Assemblies of God Chaplain Glen Ryswyk, a nationally
certified gambling counselor and clinical director of
the Christian Family Counseling Center in Lawton,
Oklahoma, says any form of gambling, including the
lottery, can lead to addiction. "I see the lottery as a
gateway to more significant and destructive forms of
gambling, much like marijuana is the gateway to harder
drugs," Ryswyk says. There is also a risk that playing
the lottery can become the primary addiction, he notes.
"I have heard of people spending their whole paycheck on
lottery tickets," he says. "As with other forms of
gambling, a win becomes a curse. They have to go back
and get a bigger win. Money is no longer the motivation.
Money is only a means to play. They're chasing the high
of the win. That's why it's so addictive."
More than half of all states with lotteries reported
increased sales in the second half of 2008, particularly
in daily games and instant scratch-offs. Some states
have proposed measures for expanding these games to make
up for budget shortfalls in difficult economic times.
Scratch-off ticket sales represent big money for
state-run lotteries. During the last week in April,
instant tickets accounted for 71.8 percent of lottery
tickets sold in Texas, bringing in more than $51
million, according to the Texas Lottery Commission.

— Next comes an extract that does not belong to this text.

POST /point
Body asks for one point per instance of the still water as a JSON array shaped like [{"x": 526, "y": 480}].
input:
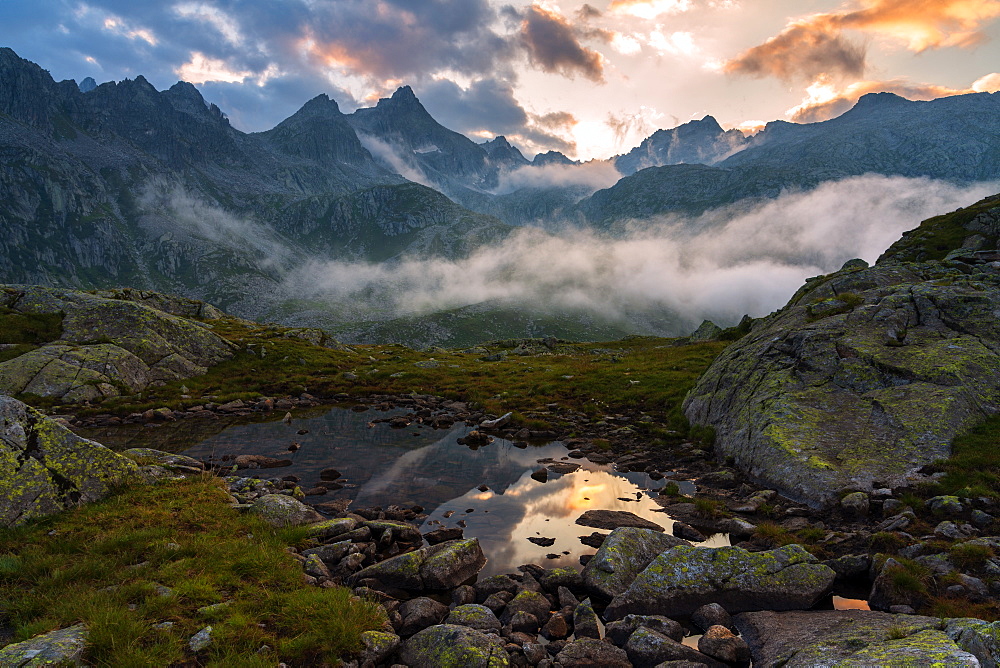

Charles Mattix, pastor of First Assembly of God in
Barstow, California, has seen firsthand what gambling
does to a community. Located two hours from Las Vegas,
the economically depressed city of 24,700 is rife with
tragic stories of gambling addiction. "The wife of one
of our church members told me her husband has been so
addicted to gambling that their family has been nearly
torn apart," Mattix says.
The availability of lottery tickets at virtually every
corner service station only adds to the problem, Mattix
says. "Unemployment, predominately minimum wage earnings
and government-assisted income is the breeding ground
for the lotto smorgasbord," Mattix says. "Purchasing gas
at the local convenience store, I see insolvent seekers
standing in line to buy their tickets. Their aim is to
become rich with minimal investment, with dreams of
quitting their jobs and living in mansions."
The likelihood of a big lottery win is slim, to say the
least. Mike Orkin, author of "Can You Win? The Real Odds
for Casino Gambling, Sports Betting and Lotteries,"
calculated that one person purchasing 50 lottery tickets
a day would strike it rich once every 5,000 years.
James Walsh, author of "True Odds," put it another way
by saying a lottery player is much more likely to die of
a flesh-eating bacteria than to win the jackpot. The
biggest losers are often those who can least afford to
play. Lottery tickets often sell best in the most
impoverished counties, which could explain why the
lottery industry targets the poor with strategic
marketing.
Prosapio says a billboard displayed a few years ago in a
Chicago ghetto featured a lottery ticket and the slogan:
"This could be your ticket out." "The wheels behind
gambling are covetousness and greed," Prosapio says. "In
order for you to win, somebody else has to lose."
"Gambling is a pseudo form of grace," Ryswyk says.
"People are searching for life, for the answer to their
hopes and dreams, in something other than God. Yet it's
quite phenomenal the number of people I see in gambling
counseling who are people of faith. There are a lot of
hurting people in our midst who need the true grace that
comes from a relationship with Christ."